Mark your calendars, December 6th is the date when the fate of many accused internet downloaders can change for the better or for the worse.
So far, over sixteen thousand internet users have received letters from their internet service providers accusing them of illegally using the torrent peer-to-peer (p2p) / bittorrent protocol to download copyrighted movies such as the Hurt Locker, Far Cry, and a number of others. None of them have been named in the lawsuit so far. That will all change on December 6th, 2010, which is the deadline the United States District Judge Rosemary M. Collyer set in the Far Cry case for the DGW plaintiff attorneys to either name the defendants over whom they believe the court has jurisdiction, or dismiss. This is good for a number of my clients who are unnamed defendants in this case.

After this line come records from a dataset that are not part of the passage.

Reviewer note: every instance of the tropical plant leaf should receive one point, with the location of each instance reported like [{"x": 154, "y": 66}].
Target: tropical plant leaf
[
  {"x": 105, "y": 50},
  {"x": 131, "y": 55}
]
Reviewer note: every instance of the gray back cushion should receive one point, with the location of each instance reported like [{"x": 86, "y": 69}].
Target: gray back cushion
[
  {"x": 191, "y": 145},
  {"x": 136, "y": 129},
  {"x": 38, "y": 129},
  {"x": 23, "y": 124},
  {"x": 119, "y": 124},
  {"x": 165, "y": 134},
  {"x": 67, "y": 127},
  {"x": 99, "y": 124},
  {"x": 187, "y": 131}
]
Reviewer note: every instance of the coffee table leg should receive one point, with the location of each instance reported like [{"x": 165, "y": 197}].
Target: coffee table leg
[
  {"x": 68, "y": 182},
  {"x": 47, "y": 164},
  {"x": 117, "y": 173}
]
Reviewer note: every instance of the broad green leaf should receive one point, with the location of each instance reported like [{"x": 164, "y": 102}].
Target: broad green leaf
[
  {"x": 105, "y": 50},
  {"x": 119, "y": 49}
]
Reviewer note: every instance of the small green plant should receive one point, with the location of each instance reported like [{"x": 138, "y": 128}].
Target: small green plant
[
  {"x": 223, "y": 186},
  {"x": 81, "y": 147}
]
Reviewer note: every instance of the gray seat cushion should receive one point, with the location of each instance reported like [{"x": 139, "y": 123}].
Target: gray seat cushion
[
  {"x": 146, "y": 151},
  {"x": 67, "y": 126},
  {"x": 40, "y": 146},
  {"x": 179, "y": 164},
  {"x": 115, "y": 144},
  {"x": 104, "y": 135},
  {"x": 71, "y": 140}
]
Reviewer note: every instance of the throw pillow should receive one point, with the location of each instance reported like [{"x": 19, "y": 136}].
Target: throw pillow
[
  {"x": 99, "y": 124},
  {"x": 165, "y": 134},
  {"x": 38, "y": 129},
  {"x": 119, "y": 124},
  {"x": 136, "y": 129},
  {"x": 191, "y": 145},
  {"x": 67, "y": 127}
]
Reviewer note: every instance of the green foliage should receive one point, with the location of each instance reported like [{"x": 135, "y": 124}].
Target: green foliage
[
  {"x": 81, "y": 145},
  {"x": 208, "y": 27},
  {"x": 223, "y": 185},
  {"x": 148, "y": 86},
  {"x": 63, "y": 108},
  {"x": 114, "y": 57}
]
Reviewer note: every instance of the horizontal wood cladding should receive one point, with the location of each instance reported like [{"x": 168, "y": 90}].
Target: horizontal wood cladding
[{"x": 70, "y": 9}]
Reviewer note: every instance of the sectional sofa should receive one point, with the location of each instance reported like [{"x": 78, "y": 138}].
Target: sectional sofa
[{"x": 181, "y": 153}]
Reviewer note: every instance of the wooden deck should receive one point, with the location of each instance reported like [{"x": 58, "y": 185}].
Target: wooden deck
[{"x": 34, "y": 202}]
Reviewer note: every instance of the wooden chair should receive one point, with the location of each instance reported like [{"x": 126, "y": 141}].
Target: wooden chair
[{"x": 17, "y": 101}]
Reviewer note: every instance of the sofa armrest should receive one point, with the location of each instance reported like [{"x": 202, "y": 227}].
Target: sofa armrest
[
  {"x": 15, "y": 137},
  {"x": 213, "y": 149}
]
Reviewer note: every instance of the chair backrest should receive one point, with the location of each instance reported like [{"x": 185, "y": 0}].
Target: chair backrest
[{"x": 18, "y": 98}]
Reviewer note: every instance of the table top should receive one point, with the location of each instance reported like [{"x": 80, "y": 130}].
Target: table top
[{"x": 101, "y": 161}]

With all the defenses against copyright infringement, e.g., “it wasn’t me,” “my roommate used my internet connection,” “my wireless connection was unsecured,” “I don’t know how to download via torrent,” etc., it is funny that in the end, the issue of who wins is PERSONAL JURISDICTION; law school civil procedure 101. This should be a lesson to all you 1L law students out there snoring away in your “CivPro” class — the topics you are learning can be applied to something cool as lawsuits against those who illegally download movies over the internet.
2 thoughts on “In the end, personal jurisdiction will rule the day with the torrent crowd.”
It’s not an issue of personal jurisdiction, we all know the DC Circuit Court doesn’t have it. It’s an issue of joinder, third party standing, FRCP 45, and abuse of the legal process.
If it were as simple as writing a memo on personal jurisdiction we would not be where we are today.